Carole Lombard fulfilled a longtime dream in the fall of 1941 when she finally was able to act in an Ernst Lubitsch film, "To Be Or Not To Be." They'd been on good terms since the early 1930s, when Carole yearned to be in one of his movies.
He'd already played a key role in her career in 1935 and early '36, when he was named Paramount's head of production, the only director of note to hold that position at a major studio. In the wake of "Twentieth Century" the year before -- made at Columbia, but a critical success for both the film and for her -- Lubitsch made sure Lombard received material geared to her strong suit...smart comedy. The result? "Hands Across The Table," arguably her best Paramount vehicle.
Lubitsch was a master at the craft, perhaps my all-time favorite director. And for the next several weeks, his artistry will be honored in a retrospective in Los Angeles, appropriately held at the Billy Wilder Theater.
Wilder wrote for Lubitsch early in his career before becoming a director (and knew Lombard, though he never had the opportunity to work with her).This quote -- "How would Lubitsch do it?" -- hung in Wilder's office for many years. He also said of Lubitsch, "He could do more with a closed door than other directors could do with an open fly." In other words, subtext, thy name is Lubitsch.

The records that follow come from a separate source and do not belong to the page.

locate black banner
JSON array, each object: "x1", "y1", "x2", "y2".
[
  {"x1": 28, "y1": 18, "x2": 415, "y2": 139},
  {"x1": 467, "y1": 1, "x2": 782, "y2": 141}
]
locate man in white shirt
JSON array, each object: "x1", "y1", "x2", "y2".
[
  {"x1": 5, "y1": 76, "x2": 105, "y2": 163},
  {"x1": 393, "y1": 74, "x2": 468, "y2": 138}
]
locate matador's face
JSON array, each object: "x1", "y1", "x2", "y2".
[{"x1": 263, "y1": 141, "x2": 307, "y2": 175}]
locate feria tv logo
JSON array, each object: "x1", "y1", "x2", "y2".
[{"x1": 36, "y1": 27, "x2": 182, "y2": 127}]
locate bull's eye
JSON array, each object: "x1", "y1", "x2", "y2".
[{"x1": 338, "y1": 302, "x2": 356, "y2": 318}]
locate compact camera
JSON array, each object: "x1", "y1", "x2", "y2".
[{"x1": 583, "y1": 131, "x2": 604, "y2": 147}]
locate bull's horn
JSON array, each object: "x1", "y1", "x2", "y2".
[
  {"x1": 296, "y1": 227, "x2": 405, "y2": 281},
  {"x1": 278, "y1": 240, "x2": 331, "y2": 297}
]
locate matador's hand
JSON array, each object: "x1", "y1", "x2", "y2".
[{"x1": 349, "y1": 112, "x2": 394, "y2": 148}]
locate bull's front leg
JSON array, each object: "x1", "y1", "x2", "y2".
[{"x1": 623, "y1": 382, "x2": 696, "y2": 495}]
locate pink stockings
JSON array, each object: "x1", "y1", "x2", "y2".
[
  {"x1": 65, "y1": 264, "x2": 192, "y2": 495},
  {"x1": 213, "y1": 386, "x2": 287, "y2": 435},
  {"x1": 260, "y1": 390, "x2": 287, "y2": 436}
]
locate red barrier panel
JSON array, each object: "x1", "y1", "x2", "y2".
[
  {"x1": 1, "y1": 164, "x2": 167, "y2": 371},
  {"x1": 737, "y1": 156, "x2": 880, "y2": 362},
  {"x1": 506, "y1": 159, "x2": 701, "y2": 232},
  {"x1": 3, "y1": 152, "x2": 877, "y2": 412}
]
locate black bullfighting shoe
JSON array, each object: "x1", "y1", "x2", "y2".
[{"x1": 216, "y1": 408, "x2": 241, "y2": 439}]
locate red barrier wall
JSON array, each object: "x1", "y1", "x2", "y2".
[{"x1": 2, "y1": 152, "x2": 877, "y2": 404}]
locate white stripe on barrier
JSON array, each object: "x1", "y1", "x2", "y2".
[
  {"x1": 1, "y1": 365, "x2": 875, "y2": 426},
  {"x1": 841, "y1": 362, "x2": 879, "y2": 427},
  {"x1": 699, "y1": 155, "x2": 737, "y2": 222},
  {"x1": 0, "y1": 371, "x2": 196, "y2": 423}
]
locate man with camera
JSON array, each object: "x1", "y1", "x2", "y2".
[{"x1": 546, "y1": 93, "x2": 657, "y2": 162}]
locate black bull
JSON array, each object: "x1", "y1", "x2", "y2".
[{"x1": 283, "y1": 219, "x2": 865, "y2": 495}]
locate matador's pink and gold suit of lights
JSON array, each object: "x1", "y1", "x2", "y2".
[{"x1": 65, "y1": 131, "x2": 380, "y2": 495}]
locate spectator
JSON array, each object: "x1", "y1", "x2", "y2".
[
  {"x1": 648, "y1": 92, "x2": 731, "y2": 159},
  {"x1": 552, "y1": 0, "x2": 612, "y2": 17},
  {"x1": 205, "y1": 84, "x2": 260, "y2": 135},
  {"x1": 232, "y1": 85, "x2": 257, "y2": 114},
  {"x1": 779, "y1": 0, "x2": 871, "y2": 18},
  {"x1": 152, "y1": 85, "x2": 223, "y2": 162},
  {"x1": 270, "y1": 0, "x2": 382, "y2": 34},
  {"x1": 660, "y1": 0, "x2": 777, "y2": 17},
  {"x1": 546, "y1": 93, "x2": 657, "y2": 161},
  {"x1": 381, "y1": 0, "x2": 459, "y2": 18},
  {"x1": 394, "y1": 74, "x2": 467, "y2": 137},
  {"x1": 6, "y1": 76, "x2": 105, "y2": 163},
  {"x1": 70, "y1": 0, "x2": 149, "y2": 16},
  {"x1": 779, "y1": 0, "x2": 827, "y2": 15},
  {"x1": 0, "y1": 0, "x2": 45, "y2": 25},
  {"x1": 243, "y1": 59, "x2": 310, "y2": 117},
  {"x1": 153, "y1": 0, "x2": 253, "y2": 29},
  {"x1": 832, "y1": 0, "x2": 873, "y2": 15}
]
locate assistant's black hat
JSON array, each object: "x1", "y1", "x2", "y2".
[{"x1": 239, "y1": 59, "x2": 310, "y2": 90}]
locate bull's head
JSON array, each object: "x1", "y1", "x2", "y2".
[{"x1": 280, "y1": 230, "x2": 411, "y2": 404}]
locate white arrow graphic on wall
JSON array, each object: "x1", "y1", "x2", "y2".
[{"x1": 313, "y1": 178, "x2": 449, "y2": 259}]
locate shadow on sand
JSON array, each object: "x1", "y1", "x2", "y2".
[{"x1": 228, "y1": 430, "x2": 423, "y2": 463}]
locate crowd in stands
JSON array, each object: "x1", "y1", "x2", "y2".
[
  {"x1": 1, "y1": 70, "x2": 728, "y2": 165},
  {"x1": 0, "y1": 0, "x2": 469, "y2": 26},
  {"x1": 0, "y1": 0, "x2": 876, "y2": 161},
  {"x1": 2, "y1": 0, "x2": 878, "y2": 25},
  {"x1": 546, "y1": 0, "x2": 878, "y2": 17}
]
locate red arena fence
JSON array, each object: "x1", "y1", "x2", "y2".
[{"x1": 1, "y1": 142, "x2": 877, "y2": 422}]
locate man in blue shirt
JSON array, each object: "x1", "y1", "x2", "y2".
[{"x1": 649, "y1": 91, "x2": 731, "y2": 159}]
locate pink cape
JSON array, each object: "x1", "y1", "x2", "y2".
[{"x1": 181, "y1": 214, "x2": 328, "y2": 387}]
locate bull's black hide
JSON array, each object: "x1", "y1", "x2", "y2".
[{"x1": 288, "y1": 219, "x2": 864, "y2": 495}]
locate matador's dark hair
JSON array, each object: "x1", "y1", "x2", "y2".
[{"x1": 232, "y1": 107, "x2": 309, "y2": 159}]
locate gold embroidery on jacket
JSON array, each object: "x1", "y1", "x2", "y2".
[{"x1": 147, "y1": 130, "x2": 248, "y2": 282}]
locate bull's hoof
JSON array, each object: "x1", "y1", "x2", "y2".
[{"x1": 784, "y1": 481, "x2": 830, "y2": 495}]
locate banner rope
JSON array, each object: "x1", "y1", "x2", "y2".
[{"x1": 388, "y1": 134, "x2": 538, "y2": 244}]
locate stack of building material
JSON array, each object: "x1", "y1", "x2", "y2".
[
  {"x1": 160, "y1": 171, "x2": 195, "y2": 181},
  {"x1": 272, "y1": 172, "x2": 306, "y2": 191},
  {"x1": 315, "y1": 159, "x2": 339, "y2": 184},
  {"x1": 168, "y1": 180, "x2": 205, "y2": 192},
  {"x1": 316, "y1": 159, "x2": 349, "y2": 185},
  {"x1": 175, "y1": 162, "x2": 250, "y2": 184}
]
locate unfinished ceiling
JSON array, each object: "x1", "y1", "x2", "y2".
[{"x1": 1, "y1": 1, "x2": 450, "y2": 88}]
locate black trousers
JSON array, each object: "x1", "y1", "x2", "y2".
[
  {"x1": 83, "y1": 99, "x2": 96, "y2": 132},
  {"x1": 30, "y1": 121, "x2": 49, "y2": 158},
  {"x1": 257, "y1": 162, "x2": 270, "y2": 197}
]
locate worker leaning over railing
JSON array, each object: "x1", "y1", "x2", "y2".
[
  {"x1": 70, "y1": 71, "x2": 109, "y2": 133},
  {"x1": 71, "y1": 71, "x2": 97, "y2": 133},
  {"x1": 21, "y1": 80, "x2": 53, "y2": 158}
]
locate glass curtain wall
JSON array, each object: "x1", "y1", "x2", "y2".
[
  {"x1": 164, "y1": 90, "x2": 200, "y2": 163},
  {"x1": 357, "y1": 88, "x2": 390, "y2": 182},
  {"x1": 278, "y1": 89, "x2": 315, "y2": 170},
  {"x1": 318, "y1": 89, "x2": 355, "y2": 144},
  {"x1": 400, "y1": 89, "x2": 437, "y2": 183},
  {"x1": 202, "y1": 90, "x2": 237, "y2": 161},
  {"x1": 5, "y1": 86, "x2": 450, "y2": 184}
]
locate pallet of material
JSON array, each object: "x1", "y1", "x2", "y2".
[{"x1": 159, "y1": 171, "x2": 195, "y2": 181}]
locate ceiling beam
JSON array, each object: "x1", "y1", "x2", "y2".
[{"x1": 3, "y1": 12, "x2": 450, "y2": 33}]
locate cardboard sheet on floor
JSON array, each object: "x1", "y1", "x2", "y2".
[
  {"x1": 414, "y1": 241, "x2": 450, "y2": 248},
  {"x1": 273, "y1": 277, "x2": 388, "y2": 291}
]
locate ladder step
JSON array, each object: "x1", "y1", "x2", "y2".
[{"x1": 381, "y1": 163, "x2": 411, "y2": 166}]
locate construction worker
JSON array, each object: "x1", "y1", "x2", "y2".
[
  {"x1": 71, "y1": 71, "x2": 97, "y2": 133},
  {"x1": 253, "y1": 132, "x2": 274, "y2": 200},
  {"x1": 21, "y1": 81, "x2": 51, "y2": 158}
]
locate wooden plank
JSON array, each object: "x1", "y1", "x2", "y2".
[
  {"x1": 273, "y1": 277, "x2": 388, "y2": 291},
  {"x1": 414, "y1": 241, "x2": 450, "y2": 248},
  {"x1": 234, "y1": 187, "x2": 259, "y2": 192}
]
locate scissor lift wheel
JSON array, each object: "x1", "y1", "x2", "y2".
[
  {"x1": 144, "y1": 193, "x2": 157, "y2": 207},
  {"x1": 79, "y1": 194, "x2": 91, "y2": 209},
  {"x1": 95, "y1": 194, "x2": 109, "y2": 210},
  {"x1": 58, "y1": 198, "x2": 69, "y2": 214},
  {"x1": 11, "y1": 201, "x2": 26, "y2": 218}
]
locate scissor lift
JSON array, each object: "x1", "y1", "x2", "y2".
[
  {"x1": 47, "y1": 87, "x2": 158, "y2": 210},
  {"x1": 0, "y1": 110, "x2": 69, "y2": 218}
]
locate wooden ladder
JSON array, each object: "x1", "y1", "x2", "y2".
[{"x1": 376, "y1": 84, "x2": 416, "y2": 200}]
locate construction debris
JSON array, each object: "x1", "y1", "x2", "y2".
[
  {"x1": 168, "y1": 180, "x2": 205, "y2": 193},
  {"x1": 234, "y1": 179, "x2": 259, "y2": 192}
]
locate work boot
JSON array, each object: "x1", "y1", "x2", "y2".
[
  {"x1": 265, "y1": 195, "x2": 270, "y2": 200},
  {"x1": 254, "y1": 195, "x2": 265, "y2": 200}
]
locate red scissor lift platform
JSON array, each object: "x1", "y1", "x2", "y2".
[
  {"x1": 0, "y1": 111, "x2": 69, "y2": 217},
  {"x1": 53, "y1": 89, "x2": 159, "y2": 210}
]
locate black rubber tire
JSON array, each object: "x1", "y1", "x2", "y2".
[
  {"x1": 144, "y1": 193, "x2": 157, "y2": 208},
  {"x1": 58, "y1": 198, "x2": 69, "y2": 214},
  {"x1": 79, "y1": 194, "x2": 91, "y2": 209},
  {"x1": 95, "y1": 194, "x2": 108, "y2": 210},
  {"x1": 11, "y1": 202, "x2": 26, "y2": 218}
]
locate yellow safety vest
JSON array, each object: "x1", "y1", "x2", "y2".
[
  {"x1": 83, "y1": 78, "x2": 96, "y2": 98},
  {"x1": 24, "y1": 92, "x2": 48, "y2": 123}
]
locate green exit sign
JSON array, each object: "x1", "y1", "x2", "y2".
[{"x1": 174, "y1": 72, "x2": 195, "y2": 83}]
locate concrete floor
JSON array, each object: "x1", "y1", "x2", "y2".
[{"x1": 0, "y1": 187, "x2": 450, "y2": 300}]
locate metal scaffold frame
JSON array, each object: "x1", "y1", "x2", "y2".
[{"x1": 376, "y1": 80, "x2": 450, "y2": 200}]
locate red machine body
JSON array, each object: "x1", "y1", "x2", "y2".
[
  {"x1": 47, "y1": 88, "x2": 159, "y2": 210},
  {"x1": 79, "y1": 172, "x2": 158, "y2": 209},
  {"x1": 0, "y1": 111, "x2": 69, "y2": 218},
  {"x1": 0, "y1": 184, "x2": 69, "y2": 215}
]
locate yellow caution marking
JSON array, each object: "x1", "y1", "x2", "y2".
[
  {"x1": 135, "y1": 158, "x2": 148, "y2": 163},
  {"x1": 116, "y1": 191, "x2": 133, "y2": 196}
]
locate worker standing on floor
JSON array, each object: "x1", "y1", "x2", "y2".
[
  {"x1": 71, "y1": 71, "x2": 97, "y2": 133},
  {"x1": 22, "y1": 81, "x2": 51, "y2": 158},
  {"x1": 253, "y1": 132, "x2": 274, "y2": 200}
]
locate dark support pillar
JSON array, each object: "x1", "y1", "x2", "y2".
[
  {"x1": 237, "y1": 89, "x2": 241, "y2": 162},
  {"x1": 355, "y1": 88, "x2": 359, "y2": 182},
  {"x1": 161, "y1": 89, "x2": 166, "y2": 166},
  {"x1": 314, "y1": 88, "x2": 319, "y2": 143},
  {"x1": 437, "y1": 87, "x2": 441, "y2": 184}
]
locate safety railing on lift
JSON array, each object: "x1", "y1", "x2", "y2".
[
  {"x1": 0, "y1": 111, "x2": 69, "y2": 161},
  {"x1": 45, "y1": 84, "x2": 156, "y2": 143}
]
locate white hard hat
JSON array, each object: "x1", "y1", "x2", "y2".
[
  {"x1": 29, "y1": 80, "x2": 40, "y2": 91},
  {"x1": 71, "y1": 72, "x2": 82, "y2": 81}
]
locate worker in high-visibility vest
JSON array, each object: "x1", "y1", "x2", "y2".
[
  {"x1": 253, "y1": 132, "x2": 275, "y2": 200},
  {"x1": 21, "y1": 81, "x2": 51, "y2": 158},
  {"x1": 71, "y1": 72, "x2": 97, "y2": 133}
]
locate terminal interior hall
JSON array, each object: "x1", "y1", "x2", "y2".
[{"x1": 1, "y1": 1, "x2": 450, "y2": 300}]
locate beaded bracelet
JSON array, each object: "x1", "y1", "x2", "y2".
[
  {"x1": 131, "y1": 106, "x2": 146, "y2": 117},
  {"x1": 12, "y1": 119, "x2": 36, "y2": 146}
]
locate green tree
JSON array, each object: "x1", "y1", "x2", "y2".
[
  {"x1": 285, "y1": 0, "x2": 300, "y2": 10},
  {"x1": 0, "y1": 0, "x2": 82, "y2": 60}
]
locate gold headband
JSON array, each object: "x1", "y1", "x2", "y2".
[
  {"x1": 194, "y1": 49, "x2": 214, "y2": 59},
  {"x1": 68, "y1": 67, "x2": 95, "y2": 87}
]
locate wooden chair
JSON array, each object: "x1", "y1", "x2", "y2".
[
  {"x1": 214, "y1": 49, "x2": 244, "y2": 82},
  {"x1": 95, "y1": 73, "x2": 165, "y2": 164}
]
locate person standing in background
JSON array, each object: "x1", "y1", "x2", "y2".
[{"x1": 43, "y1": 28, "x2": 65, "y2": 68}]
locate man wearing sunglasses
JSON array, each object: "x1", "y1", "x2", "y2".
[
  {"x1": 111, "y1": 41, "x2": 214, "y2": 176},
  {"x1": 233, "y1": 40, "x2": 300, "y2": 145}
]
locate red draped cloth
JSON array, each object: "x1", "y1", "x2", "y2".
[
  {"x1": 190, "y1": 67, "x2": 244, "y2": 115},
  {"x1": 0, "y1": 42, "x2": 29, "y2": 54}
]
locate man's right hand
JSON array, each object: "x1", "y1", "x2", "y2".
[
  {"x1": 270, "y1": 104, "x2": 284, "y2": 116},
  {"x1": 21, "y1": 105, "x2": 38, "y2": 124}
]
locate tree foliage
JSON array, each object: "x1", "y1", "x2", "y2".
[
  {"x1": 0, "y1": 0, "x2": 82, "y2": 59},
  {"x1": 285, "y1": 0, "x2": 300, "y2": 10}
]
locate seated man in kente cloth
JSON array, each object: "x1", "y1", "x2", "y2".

The program, "How Did Lubitsch Do It? Ernst Lubitsch Revisited," kicks off tomorrow at 7:30 p.m. with the silent "So This Is Paris" and lasts through Aug. 24. (Ahd yes, "To Be Or Not To Be" is on the schedule, sharing a July 21 twin bill with "One Hour With You.")
Tomorrow's opening night includes two special guests: His 79-year-old daughter Nicola Lubitsch and film historian Joseph McBride, who has written a new book on her father called "How Did Lubitsch Do It?"
McBride will sign and sell copies tomorrow and July 7, when the Wilder presents two classics, "Ninotchka" and "The Shop Around The Corner."
For more information and to order tickets, visit https://www.cinema.ucla.edu/events/2018/ernst-lubitsch-revisited. Actors adored working with Lubitsch (including Marlene Dietrich, whose "Angel" will be shown with "Trouble In Paradise" Aug. 4). After seeing this 16-film retrospective, you'll understand why.